The authors report three kinds of formulations (spray forms, gel forms, and powder forms) observing a different behavior using the two analytic methods to evaluate the permeability. The authors also explained the reason of their results. However, the author use only one API (meloxicam, a poor water soluble FANS) and they conclude that the results depend only by the kind of formulation. Could  the nature of API affect the permeability measurements of nasal forms? On the contrary, do the author think that, independently of the API, they could obtain the same results changing the API in the formulations? A comparison with other drugs could improve the quality of the paper. 

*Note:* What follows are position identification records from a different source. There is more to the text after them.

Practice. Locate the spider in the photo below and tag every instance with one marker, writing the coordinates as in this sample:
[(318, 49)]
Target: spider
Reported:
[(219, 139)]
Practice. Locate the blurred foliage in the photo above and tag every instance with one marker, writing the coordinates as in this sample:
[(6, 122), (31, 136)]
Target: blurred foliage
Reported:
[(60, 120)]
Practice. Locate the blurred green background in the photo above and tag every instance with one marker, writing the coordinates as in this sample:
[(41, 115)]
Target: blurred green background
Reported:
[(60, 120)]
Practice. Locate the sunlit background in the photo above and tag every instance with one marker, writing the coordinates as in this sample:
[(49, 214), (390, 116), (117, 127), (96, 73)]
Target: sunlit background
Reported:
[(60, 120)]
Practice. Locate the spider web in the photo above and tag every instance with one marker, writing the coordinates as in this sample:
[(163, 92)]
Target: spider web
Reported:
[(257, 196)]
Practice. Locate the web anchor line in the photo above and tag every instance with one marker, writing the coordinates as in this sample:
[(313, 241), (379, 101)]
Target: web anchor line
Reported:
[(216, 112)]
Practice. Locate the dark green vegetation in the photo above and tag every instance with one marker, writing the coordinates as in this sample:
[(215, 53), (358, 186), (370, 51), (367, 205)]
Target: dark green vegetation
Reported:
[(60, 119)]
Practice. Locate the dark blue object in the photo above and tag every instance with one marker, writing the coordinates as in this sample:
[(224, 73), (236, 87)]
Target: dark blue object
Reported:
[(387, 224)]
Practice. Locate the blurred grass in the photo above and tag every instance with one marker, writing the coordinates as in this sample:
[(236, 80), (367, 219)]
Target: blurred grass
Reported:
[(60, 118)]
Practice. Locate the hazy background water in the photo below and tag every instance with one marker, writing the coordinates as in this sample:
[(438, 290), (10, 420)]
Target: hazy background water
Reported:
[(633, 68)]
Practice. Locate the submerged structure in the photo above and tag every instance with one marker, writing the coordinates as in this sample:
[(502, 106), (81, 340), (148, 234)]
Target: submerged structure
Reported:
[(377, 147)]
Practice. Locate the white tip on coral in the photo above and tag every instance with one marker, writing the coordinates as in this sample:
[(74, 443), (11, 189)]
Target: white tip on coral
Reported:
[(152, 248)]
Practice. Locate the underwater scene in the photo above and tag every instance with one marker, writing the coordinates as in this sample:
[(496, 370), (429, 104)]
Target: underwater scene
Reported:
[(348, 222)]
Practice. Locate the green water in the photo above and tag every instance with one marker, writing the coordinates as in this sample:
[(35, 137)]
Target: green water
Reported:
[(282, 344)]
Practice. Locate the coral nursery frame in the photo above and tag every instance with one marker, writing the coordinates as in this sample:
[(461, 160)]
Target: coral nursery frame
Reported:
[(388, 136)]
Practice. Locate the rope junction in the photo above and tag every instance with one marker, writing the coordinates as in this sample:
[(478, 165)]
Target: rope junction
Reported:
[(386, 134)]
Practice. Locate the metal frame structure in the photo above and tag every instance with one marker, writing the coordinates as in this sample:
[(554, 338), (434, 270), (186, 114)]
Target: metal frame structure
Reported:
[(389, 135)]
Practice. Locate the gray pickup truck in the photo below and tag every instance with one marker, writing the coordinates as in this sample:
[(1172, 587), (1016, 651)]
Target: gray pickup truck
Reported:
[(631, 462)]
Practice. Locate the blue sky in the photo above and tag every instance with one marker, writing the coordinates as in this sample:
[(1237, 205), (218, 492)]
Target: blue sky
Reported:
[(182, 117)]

The author should address this point. 

Author Response

Reply to Referee comments

For Reviewer 2

Thank you very much for the valuable remarks. We greatly appreciate your advices. Here you can see the modification made in the paper according to your suggestion (shown in blue colour in the text).

 

1. The authors report three kinds of formulations (spray forms, gel forms, and powder forms) observing a different behavior using the two analytic methods to evaluate the permeability. The authors also explained the reason of their results. However, the author use only one API (meloxicam, a poor water soluble FANS) and they conclude that the results depend only by the kind of formulation. Could the nature of API affect the permeability measurements of nasal forms? On the contrary, do the author think that, independently of the API, they could obtain the same results changing the API in the formulations? A comparison with other drugs could improve the quality of the paper.

The author should address this point.

Thank you for your suggestion. The text was modified.

In view of the properties of nanonized meloxicam compared to the raw material (Kürti et al., 2013; Bartos et al., 2015; Horváth et al., 2016; Bartos et al., 2018), in this study the aim was to investigate and compare the permeability behavior of different dosage forms using two in vitro diffusion methods independently of the quality of drug.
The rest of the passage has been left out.